How Dutch accountants rebuilt broken trust
A series of Carillion-style accounting scandals shattered consumer trust in the Dutch accountancy and audit sector. Yet the profession has staged a successful comeback. How did they manage it?
“It’s a long story,” says Berry Wammes, CEO of Nederlandse Beroepsorganisatie van Accountants (NBA). He explains that collaboration was key. Conflict of interests doesn’t have to mean conflict – Dutch accountants now try to solve it through relationship-building and looking for win-win solutions.
The scandals came to a head in spring 2014. The accountancy and audit profession was seen as putting profit before duty, sparking public outrage. It was front-page news and led to a parliamentary debate on the subject. The Minister of Finance said, “This has to stop.”
During a public Finance Committee meeting, he gave industry leaders five months to come up with a plan to reform their profession – “or we will do it for you.”
The NBA worked with accountancy firms to put together a team of seven young professionals to create the reform plan. They came back with 53 measures, which were accepted by the profession and the government in autumn 2014 and implemented over the next few years.

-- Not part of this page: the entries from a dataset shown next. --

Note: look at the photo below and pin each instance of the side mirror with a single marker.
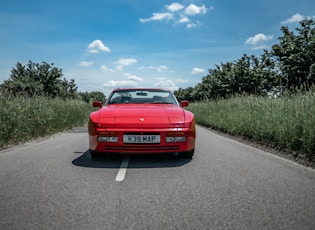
(97, 104)
(184, 103)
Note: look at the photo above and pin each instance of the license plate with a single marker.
(142, 139)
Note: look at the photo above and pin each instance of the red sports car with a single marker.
(142, 120)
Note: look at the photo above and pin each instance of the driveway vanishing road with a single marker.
(55, 184)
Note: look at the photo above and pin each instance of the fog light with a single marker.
(107, 139)
(175, 139)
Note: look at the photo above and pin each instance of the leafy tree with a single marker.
(93, 96)
(38, 79)
(296, 55)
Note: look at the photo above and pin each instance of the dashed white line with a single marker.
(123, 168)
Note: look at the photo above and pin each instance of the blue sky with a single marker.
(105, 44)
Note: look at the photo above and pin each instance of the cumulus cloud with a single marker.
(97, 46)
(197, 70)
(160, 68)
(258, 41)
(166, 83)
(127, 61)
(295, 18)
(120, 84)
(133, 77)
(85, 63)
(179, 14)
(175, 7)
(157, 17)
(192, 9)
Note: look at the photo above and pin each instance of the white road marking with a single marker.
(123, 168)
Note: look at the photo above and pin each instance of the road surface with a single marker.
(54, 184)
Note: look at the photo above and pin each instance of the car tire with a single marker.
(95, 154)
(187, 154)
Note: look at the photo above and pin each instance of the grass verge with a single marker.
(22, 119)
(286, 123)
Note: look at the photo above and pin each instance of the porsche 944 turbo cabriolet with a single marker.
(141, 120)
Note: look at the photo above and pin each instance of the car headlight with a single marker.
(107, 139)
(175, 139)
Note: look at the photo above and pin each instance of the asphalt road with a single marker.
(54, 184)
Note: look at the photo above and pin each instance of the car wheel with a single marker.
(187, 154)
(95, 154)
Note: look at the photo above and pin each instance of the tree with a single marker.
(296, 55)
(38, 79)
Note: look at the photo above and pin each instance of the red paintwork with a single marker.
(158, 118)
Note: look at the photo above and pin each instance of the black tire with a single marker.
(95, 154)
(187, 154)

Accountants and the Dutch industry regulator put together several groups to monitor progress. The regulator produced progress reports and identified areas that still needed work.

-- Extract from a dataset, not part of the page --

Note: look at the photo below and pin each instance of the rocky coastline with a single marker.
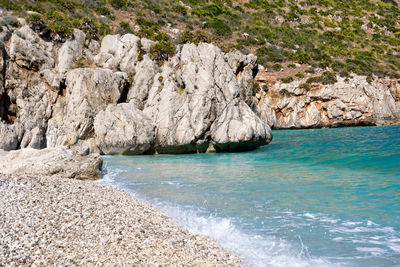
(113, 97)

It’s been an ongoing process since then. “Two years ago, we had about 100 people working on audit reform,” Wammes says.
A further Dutch parliamentary debate last year concluded that the profession was making progress but still had more work to do.
At the moment, Wammes says they have a steering group composed of heads of audit from accounting firms and the president of the professional body. It oversees large project groups working on areas like fraud, continuity, culture, and the future of the audit. It’s an extensive programme – they have 19 projects on fraud alone.
“What you see is a new model where we collaborate with all kinds of stakeholders and develop the programmes together with them,” he says. It’s so different from five or six years ago. Trust in the profession has improved a lot.”